ポイントを付与すると、貯まったポイントを使用するために再び利用してもらいやすく、来店を促進できます。「○○円以上のお買い上げで500ポイントプレゼント!」など、顧客の平均単価をあげる施策にも活用できるでしょう。
最近ではLINEミニアプリによる会員証機能の活用も進んでいます。LINEミニアプリはLINEアプリと紐づいているため、新たなアプリのインストールが不要で、登録もQRコードを読み取るだけでできることが特長です。
CVR向上とリピート獲得に貢献するレコメンドエンジン!活用事例とともに紹介
レコメンドエンジンとはユーザーの趣向を抽出するためのシステムです。ユーザーの閲覧データや購買データをもとに、カスタマイズされたおすすめ商品を自動で表示できます。

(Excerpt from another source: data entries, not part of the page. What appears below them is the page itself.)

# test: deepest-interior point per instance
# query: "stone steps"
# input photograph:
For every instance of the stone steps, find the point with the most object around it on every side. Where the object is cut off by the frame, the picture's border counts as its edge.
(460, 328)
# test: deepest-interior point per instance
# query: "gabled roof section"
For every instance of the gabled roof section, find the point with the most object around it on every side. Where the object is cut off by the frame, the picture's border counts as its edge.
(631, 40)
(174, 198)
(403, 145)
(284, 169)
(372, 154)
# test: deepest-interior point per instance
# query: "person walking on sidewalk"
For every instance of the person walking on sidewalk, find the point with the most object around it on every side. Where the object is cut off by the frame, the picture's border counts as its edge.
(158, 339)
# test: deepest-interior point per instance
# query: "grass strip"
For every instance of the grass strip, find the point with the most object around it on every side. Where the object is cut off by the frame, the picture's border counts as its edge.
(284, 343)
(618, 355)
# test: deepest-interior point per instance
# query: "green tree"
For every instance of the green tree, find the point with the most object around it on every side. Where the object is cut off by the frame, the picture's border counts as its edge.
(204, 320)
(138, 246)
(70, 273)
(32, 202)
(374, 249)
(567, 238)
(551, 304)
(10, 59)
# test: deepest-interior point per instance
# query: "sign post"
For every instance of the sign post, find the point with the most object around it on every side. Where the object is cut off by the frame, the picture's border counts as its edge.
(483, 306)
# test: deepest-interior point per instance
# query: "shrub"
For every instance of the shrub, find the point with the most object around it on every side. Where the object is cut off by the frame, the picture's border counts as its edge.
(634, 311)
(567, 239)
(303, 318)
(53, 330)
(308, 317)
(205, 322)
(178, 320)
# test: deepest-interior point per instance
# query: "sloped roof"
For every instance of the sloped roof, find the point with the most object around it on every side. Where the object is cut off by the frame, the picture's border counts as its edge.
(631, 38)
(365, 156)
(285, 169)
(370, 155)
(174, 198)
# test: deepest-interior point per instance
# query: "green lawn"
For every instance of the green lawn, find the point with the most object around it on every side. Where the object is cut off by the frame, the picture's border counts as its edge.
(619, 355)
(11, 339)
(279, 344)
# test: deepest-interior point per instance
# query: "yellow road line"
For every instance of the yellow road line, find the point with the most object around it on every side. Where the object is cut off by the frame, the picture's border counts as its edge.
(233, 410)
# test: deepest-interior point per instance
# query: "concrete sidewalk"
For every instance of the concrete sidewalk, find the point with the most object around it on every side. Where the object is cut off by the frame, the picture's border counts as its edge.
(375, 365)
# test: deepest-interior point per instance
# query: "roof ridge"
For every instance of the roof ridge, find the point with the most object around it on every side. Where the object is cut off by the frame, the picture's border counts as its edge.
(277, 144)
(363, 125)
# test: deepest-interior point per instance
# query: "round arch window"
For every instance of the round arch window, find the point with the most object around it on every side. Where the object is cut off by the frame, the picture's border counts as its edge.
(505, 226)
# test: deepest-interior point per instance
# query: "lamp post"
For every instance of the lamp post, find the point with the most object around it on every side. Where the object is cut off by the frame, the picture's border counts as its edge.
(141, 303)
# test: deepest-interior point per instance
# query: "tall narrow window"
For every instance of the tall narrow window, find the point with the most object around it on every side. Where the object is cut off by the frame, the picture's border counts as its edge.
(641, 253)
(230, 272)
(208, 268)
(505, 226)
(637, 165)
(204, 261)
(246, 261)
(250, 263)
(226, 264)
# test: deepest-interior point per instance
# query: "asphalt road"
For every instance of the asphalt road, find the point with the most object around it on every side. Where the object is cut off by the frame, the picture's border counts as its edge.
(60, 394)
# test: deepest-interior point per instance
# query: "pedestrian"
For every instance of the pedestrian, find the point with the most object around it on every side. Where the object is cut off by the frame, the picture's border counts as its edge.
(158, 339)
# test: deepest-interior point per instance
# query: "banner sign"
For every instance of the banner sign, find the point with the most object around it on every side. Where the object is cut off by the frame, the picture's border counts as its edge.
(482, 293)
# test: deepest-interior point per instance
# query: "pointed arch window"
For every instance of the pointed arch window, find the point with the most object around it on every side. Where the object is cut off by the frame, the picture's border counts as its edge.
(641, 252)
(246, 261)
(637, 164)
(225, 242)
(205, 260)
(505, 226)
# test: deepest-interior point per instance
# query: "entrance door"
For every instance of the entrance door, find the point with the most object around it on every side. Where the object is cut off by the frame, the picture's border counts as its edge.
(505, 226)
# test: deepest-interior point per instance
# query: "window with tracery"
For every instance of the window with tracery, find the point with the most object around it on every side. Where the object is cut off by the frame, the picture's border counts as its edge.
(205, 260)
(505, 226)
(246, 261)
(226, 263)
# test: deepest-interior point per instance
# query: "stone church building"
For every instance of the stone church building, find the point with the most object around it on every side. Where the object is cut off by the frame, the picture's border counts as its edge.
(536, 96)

「CVR向上」と「リピート獲得」で特に活躍するレコメンドエンジンについて解説します。
●CVR向上×レコメンドエンジン
レコメンドエンジンを導入すると、Webサイトの回遊率や滞在時間の増加が期待できます。結果として、CVRが向上するというメリットをもたらします。
・商品閲覧履歴からのクロスセル提案
あるBtoB通販サイトでは「購買単価を今よりも上げたい」という課題がありました。そこで、レコメンドエンジンを用いて商品詳細ページの下に「この商品を買った人は、こんな商品を閲覧しています」というレコメンドを設置したところ、ユーザーのクロスセルを誘発し、平均購買単価が10〜20%向上しました。
詳細は以下のページに記載されているのでご興味のある方は参考にしてください。
https://www.brainpad.co.jp/rtoaster/best/recommended_cross_sell/
・ユーザーの嗜好が向いている特集ページを表示することで潜在的な興味関心を引き出す
ECサイトの特集ページでは、季節やターゲット層によって狭く深く訴求できるコンテンツが作成可能です。しかし、さまざまな切り口で商品を提案できるからこそ、ページが増えてしまいリーチしたい層にページが届かないこともあるでしょう。

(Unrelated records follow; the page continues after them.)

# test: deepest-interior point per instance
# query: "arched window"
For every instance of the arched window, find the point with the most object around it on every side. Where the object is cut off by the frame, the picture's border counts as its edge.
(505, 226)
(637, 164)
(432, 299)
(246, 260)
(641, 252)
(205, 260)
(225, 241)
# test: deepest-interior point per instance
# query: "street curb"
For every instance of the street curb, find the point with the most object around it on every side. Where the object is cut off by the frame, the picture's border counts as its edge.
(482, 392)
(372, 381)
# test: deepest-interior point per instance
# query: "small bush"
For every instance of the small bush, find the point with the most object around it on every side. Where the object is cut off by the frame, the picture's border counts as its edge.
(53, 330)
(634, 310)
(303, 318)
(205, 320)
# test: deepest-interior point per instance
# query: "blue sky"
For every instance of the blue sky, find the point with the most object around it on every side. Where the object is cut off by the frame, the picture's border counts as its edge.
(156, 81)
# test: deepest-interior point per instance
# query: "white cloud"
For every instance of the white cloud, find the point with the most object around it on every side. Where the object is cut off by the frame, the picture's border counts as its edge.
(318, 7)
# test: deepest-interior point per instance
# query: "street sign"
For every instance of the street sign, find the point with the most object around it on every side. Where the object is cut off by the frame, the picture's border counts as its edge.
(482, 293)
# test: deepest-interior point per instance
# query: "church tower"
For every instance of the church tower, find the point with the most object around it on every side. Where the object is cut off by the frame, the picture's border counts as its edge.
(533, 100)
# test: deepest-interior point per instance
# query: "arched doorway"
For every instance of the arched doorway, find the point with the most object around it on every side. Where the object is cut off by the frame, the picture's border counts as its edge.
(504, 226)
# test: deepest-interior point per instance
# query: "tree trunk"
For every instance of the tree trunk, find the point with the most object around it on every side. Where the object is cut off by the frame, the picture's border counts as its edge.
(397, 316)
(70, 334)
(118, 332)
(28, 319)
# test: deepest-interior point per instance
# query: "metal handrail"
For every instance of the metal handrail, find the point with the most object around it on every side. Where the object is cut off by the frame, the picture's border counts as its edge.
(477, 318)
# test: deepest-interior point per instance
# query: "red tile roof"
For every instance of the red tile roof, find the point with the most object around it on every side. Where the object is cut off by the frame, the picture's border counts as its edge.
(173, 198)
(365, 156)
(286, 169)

とあるECサイトでは、レコメンドエンジンを活用し、サイトの閲覧履歴から「この商品を見ている人はこの特集ページを見ています」というおすすめを提示することで、ページの閲覧を促進するキャンペーンを行いました。結果として、特集ページの閲覧数が向上し、コンテンツを切り出しできるため、過去の特集ページの有効活用にもつながりました。
詳しい施策内容や、導入背景は以下のページをご覧ください。
https://www.brainpad.co.jp/rtoaster/case/detail10/
●リピート獲得×レコメンドエンジン
レコメンドエンジンを用いることで、ユーザーの趣向に合わせたコンテンツが表示されるため、リピートユーザーの獲得が見込めます。レコメンドエンジンによって潜在的なニーズをユーザーから引き出せた場合は、ECサイトでの購買体験が実店舗での接客営業に相当し、優良顧客になりやすくなります。
・ユーザーの”お得意様度”に応じて商品表示を切り替える
レコメンドエンジンを活用することでユーザーがどれだけサイトを訪れているかによって、おすすめする商品を自動で切り替えられます。「洋服の青山」と「THE SUIT COMPANY」では、カテゴリーごとのレコメンドではなく、ユーザーの過去の行動パターンに基づくレコメンドで、クリック率を向上、月平均注文件数の7〜8%向上を実現しました。詳細は以下のページに記載されているのでご興味のある方は参考にしてください。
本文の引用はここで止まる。